In almost every instance, the question of polity arises in the context of making decisions as a church. Occasionally, the concept of polity is also seen as overlapping the issue of authority among the church. In that series, I first stepped through the definitions, scriptural evidences, and scriptural problems with the concepts of Episcopal, Presbyterian, and Congregational polities (governments).
I suggested that when turning to Scripture to support any of these polities, there are problems:
So far, in order to support any type of church polity, we must ignore the fact that there is no direct evidence, ignore passages that indicate indirectly other forms of church polity, and ignore the fact that polity is not important in any of the writings of the New Testament.

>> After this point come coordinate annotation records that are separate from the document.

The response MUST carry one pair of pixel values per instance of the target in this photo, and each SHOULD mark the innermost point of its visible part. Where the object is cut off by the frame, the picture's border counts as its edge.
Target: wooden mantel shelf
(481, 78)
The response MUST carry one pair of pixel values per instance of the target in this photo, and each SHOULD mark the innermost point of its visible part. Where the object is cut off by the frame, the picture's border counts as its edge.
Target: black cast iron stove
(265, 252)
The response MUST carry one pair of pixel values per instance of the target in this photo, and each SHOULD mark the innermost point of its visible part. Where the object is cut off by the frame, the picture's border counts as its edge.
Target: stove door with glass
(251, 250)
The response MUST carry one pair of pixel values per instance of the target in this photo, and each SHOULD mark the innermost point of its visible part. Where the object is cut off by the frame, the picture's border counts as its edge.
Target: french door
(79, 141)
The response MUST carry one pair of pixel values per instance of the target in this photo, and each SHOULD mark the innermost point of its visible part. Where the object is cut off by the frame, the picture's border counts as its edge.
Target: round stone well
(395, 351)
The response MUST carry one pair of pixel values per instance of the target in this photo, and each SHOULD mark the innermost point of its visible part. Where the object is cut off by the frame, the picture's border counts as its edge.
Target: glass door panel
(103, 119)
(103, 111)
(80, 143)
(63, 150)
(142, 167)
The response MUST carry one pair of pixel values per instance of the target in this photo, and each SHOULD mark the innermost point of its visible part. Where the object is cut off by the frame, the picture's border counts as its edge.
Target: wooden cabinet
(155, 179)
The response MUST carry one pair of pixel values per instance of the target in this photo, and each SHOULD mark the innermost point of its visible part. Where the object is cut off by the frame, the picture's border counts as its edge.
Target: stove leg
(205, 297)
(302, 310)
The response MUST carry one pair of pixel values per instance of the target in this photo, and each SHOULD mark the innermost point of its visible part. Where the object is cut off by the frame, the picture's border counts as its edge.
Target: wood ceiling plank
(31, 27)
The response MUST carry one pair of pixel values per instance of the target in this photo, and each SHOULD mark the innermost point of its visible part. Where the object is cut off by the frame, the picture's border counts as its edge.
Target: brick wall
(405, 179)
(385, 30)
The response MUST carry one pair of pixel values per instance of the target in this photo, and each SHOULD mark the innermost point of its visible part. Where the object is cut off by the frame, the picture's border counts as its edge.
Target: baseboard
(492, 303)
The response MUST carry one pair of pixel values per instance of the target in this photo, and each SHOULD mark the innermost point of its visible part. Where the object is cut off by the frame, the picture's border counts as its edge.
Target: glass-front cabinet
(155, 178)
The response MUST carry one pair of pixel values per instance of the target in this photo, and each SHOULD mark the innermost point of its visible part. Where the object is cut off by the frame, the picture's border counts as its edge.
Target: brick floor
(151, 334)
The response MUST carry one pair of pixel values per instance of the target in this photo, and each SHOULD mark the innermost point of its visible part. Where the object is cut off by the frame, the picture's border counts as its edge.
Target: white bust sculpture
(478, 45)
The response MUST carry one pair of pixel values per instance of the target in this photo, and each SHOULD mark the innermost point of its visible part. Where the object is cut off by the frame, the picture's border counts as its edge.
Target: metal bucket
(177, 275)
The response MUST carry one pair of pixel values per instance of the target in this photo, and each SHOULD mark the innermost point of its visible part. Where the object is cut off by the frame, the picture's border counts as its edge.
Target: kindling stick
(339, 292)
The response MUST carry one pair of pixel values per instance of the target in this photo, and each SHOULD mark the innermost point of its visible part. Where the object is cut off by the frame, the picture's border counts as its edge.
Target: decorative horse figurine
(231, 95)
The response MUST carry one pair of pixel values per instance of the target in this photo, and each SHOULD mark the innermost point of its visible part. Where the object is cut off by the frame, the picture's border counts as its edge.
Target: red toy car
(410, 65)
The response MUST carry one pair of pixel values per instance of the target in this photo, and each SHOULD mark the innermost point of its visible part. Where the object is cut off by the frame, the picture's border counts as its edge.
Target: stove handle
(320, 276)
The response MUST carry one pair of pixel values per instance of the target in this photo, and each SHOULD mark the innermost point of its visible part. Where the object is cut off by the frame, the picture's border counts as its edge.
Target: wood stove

But, there is one more thing that we must ignore exegetically. We must ignore what Scripture says about all believers; things like the fact that all believers are indwelled by the Holy Spirit or all believers have the mind of Christ. We must ignore the fact that believers are to submit to one another. (I would assume this includes leaders? Even bishops? Even the presbyters?) We must ignore that believers are to consider others (and the opinions and desires of others) as more important than themselves. (I would assume this would include the majority versus the minority.)

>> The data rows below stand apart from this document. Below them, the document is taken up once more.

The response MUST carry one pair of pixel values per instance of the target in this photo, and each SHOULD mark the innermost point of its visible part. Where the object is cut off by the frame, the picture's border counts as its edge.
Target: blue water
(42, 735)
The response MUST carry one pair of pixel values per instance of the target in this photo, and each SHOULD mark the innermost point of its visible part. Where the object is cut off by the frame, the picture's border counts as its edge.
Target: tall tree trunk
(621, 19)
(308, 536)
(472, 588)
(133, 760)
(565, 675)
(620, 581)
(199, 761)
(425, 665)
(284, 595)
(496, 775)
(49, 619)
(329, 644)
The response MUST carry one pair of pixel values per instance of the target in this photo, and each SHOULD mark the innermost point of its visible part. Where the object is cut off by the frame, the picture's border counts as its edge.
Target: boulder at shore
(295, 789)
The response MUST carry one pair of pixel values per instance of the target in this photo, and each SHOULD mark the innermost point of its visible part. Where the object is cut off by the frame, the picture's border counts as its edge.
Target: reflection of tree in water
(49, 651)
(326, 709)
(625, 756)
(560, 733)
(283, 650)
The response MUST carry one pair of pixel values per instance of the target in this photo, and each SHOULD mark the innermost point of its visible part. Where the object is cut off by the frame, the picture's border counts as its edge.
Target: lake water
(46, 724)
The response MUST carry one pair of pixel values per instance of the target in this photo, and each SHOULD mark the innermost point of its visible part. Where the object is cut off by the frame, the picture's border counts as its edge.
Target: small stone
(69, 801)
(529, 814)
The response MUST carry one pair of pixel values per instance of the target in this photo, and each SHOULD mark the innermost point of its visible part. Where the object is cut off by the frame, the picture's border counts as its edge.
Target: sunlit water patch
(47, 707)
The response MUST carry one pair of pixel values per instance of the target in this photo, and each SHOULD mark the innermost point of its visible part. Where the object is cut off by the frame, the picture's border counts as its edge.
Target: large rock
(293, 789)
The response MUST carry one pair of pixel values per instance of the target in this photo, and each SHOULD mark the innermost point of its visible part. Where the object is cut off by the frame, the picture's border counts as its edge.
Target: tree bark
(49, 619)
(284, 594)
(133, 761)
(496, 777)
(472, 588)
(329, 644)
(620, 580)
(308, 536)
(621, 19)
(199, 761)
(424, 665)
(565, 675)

Then, I suggested that there is another way forward, a way that does not include episcopal, presbyterian, or congregational polity: consensus. I admitted that seeking consensus among a group of believers can be impractical and often time consuming. But, still, I believe that consensus – the entire church working together to come to a decision – best describes what we read about the church in Scripture.
Recently, I noticed that the series above gets quite a few hits (through various search engines). People reach that series by searching for “episcopal church polity,” or “presbyterian church polity,” or “congregational church polity.” Sometimes, combined search strings such as “episcopal presbyterian congregational” hit that series.

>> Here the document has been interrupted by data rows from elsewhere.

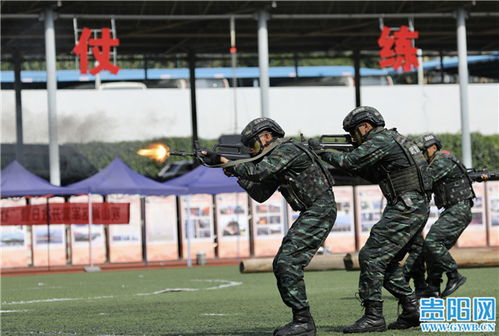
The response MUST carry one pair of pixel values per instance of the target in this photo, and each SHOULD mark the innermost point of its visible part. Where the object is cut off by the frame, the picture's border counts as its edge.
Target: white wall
(90, 115)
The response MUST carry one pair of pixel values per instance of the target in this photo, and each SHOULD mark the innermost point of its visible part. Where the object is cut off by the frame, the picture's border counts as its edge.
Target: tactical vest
(412, 178)
(454, 187)
(303, 190)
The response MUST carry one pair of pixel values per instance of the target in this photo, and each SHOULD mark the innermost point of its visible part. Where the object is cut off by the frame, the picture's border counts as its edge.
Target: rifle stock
(340, 142)
(482, 175)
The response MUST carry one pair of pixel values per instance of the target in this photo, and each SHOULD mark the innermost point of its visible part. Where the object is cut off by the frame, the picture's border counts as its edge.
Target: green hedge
(485, 151)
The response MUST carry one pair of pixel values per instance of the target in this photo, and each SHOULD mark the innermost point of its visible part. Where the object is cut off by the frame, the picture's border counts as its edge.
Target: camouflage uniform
(307, 186)
(444, 169)
(379, 156)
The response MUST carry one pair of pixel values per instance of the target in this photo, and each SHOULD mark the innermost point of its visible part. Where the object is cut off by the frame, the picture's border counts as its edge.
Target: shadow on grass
(252, 332)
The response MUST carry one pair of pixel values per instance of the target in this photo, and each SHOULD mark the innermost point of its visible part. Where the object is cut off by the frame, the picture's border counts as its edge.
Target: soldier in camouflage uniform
(305, 183)
(453, 192)
(384, 156)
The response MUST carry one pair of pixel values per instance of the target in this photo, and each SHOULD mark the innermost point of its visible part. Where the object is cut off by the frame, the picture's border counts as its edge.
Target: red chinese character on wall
(101, 48)
(397, 50)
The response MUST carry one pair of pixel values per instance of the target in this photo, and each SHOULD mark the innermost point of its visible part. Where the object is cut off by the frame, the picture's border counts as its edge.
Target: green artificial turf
(123, 303)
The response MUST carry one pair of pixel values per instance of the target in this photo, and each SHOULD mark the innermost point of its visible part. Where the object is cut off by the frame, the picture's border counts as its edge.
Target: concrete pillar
(263, 61)
(50, 59)
(463, 87)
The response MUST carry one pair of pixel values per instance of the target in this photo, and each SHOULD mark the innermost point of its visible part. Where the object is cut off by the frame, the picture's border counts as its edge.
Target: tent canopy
(118, 178)
(17, 181)
(204, 180)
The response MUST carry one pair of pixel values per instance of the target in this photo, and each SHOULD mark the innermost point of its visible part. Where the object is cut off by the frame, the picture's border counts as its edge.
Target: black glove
(314, 145)
(210, 158)
(229, 171)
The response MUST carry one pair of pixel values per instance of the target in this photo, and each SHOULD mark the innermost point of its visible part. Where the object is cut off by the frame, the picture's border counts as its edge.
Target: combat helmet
(427, 140)
(259, 125)
(362, 114)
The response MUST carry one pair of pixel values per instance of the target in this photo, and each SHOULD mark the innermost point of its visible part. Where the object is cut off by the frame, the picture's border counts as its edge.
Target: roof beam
(250, 16)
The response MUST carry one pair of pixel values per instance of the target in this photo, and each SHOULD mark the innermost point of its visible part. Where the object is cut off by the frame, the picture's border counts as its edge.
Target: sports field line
(222, 284)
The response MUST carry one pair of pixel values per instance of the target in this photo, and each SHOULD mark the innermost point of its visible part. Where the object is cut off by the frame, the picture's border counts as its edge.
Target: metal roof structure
(169, 27)
(164, 29)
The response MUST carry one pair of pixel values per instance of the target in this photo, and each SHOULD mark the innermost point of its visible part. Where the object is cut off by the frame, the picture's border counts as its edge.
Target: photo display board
(492, 189)
(475, 234)
(232, 222)
(370, 205)
(88, 243)
(15, 243)
(342, 236)
(49, 241)
(125, 240)
(268, 225)
(161, 228)
(197, 214)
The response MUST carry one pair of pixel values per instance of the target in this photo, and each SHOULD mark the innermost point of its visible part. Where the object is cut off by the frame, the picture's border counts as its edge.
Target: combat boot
(428, 291)
(302, 325)
(410, 313)
(372, 320)
(432, 289)
(455, 280)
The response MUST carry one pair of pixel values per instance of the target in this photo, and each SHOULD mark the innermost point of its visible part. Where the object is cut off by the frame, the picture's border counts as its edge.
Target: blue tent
(204, 180)
(17, 181)
(118, 178)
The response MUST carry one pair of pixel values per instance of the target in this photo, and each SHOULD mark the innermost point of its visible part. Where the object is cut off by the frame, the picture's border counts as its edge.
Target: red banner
(66, 213)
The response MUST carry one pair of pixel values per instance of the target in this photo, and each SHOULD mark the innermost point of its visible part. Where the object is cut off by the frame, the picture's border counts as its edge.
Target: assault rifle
(482, 175)
(230, 146)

But, you know what I haven’t noticed? Very few people are searching for information about consensus. I thought there may be a few reasons for this:
1) People are using a different term other than “consensus.”
2) People interested in consensus are not searching for information.
3) People don’t think consensus is a viable option.
(Perhaps there are other reasons as well…)
But, I wonder, what do you think about consensus? Is it possible that a group of Christians can come together and make decisions by consensus? Or, is this just wishful thinking… idealism… too impractical?